Depuis 25 ans, l’association Acrimed (Action-Critique-Médias), créée en 1996 dans la foulée et en réaction au traitement médiatique des mobilisations contre le plan Juppé en novembre 1995, a beaucoup diversifié les cibles de ses observations. Mais elle n’a jamais cessé de scruter la façon dont les médias dominants s’adonnent régulièrement à l’un de leurs sports favoris : la démobilisation sociale.

Et depuis 25 ans, les occasions n’ont pas manqué. Après avoir soutenu le plan Juppé, la quasi-totalité des grands médias ont salué (entre autres) : en 2003, « la réforme » du statut des intermittents et des retraites ; en 2006, le « Contrat première embauche » ; en 2007, « la réforme » des régimes spéciaux de retraites ; en 2009, celle des universités ; en 2010, celle des retraites (encore) ; en 2014 (déjà), celle de la SNCF ; en 2016, la loi Travail ; en 2018, « la réforme » de la SNCF (à nouveau) ; en 2020, celle des retraites (toujours), etc., etc. Liste non exhaustive, et en constante augmentation.

Depuis 25 ans, chaque réforme néolibérale, chaque régression sociale, entraîne immanquablement une nouvelle mobilisation médiatique. Mais comme dans une série à bas prix confiée à des scénaristes paresseux, chaque nouvel épisode frappe par sa ressemblance avec le précédent. Mis à part quelques détails négligeables (en particulier le fond de la réforme et les revendications des grévistes), généralement laissés hors-champ, rien ne ressemble plus à un mouvement social, vu à travers le prisme déformant et méprisant des partis pris et des caricatures médiatiques, qu’un autre mouvement social : inutile, importun, inopportun, essoufflé avant d’avoir commencé, menacé à tout instant de sombrer dans la violence sinon le chaos. Le scénario est bien balisé, le vocabulaire bien rodé, les formats bien ajustés : « la réforme » a une étonnante capacité à mettre en marche la machine médiatique à fabriquer sa bouillie, parfaitement conforme aux intentions des « élites » économico-politiques.

La critique – précise, rigoureuse, s’appuyant sur la sociologie et l’économie pour affûter sa radicalité – des mauvais traitements médiatiques infligés aux mouvements sociaux, à leurs acteurs et aux revendications qu’ils portent, est donc cruciale. Suscitant (pour les plus importants, qui mobilisent de larges secteurs du monde du travail) beaucoup de bruit médiatique – et pour d’autres des silences éloquents –, dévoilant un unanimisme confondant, révélant, sous la morgue et le mépris décomplexés, la violence des rapports sociaux, ces épisodes sont riches d’enseignements sur la contribution du petit monde des grands médias au maintien de l’ordre social – nous rappelant ainsi régulièrement qu’on ne saurait parvenir à changer le premier sans se préoccuper sérieusement du second.

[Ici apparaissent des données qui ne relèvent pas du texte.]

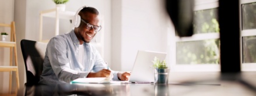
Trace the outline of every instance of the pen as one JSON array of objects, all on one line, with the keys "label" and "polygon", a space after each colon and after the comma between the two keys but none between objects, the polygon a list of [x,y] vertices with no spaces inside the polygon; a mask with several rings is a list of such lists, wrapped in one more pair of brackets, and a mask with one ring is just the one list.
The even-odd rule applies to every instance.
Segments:
[{"label": "pen", "polygon": [[109,66],[108,66],[108,63],[107,63],[106,62],[105,62],[105,63],[106,63],[106,67],[107,67],[107,68],[108,68],[108,70],[109,70]]}]

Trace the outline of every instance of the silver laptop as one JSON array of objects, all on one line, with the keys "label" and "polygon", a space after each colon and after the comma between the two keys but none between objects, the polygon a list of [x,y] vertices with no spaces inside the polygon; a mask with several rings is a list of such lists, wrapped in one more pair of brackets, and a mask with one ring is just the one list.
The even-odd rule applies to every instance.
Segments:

Qu’il s’agisse des médias privés, aux mains de milliardaires à la tête de grandes entreprises qui sont des acteurs économiques majeurs, ou des médias publics, dont les dirigeants épousent le point de vue des gouvernants qui les nomment ou les surveillent, les médias « dominants » jouent leur partition dans la grande symphonie de la domination sociale. Loin d’être de simples « médiums », intermédiaires ou témoins, ils sont ainsi partie prenante des conflits sociaux sur lesquels ils prétendent informer.

À chaque mouvement social de quelque ampleur, l’orchestre médiatique se met ainsi en ordre de bataille, chacun à sa place et remplissant sa fonction, de l’éditorialiste chargé d’expliquer doctement à quel point les manifestants ont tort de s’opposer à « la réforme » à l’« expert » chargé d’expliquer doctement à quel point le gouvernement a raison de la mettre en place, en passant par le présentateur-intervieweur chargé de leur confier la parole et de la confisquer à tous les autres.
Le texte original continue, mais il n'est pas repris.